A sellers assist is a great financial tool for buyers to save money up front by being able to put less money down at closing for the purchase of their new home. A buyer may have a number of reasons for using the sellers assist; they may be short the cash needed to close or they want to use the funds for improvements to the home or they want to keep the money in the bank because they will get a better return in whatever investment vehicle the money is in. Regardless of the reason we find that during buyer consultations as well as negotiations both buyers & sellers find the concept confusing. I believe it’s because the name is quite misleading.

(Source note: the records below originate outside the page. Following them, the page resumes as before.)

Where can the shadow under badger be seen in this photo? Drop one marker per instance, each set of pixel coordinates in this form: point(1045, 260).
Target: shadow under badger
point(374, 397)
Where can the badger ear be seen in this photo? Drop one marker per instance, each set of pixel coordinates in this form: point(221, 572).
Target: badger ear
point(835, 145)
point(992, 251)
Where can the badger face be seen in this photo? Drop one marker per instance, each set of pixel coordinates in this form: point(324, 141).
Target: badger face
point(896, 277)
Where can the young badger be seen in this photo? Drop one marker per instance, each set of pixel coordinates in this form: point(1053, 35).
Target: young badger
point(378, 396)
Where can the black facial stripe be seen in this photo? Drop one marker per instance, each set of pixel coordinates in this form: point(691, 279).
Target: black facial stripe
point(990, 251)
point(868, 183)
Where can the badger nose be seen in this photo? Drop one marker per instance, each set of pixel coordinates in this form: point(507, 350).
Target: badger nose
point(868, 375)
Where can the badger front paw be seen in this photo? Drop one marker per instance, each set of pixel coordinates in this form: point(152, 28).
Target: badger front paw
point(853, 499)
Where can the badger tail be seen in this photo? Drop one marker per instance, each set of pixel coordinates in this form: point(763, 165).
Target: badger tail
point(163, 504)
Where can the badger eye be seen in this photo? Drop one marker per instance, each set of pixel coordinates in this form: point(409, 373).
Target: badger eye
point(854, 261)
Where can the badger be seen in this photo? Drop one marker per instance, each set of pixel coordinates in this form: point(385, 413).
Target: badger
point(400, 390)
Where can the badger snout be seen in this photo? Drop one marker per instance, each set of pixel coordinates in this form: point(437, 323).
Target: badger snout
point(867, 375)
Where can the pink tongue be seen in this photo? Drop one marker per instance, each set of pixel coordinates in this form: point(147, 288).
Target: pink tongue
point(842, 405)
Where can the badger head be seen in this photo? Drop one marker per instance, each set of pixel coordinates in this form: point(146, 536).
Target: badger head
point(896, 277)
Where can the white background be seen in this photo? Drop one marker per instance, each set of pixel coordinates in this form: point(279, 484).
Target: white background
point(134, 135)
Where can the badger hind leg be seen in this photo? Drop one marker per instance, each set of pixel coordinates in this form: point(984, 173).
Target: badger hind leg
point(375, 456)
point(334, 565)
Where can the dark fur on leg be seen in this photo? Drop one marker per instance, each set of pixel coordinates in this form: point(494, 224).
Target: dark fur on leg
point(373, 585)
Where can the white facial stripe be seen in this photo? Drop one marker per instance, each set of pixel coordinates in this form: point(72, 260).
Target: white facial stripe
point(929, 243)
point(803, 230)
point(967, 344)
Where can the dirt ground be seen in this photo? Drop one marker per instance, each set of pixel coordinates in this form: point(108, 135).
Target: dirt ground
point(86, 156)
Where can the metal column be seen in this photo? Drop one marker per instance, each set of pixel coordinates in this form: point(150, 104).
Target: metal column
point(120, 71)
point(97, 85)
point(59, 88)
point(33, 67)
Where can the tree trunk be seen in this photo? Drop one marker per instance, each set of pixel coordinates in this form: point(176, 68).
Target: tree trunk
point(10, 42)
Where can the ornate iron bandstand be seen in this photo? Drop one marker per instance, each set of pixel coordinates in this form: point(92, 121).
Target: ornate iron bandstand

how does the sellers assist work?
Buyer & seller agree to a purchase price of $200,000 for the home. The buyer wants to add a sellers assist that is 3% of the purchase price. Now the purchase price on the contract is $206,000. At closing the seller receives the agreed upon $200,000 for the home. The $6,000 is credited to the buyer & goes towards the buyers closing costs. While it’s called a sellers assist the seller isn’t actually assisting any further than accepting an inflated purchase price with the understanding that $6,000 is being credited to the buyer at closing. Any funds that the buyer receives in the form of a sellers assist are being added into their loan amount. Therefore the buyer is borrowing that $6,000 from their mortgage company & pays this money back with interest over the life of their loan.
how much of a sellers assist can a buyer receive?
Right now, a buyer who gets an FHA loan can inflate the purchase price by a max of 6%. For conventional loans, a buyer who is putting down less than 10% can inflate the purchase price by a max of 3% & a buyer who puts down 10% or more can inflate the purchase price by a max of 6%. These regulations do change so it is best to speak with your lender for verification.
why do sellers oppose the sellers assist if they aren’t actually assisting?
When an agent first presents an offer with a sellers assist sellers often get upset because they think the buyer is actually asking for money from them. Once the term is clarified & they realize that they are not handing thousands of dollars off to a stranger they often still feel uneasy. There are two major reasons. The first reason is that the seller may question the buyers financial viability because they don’t have the cash to put down on the home. The fear is that the buyer is marginally qualified & will be unable to secure final loan approval. The second reason is the anxiety that the home will not appraise for the inflated amount & the buyer will not have the funds to make up the difference. In both scenarios the seller has taken their home off the market & the deal is going to fall through. A very nerve wracking proposition indeed as anyone who has ever sold a home knows.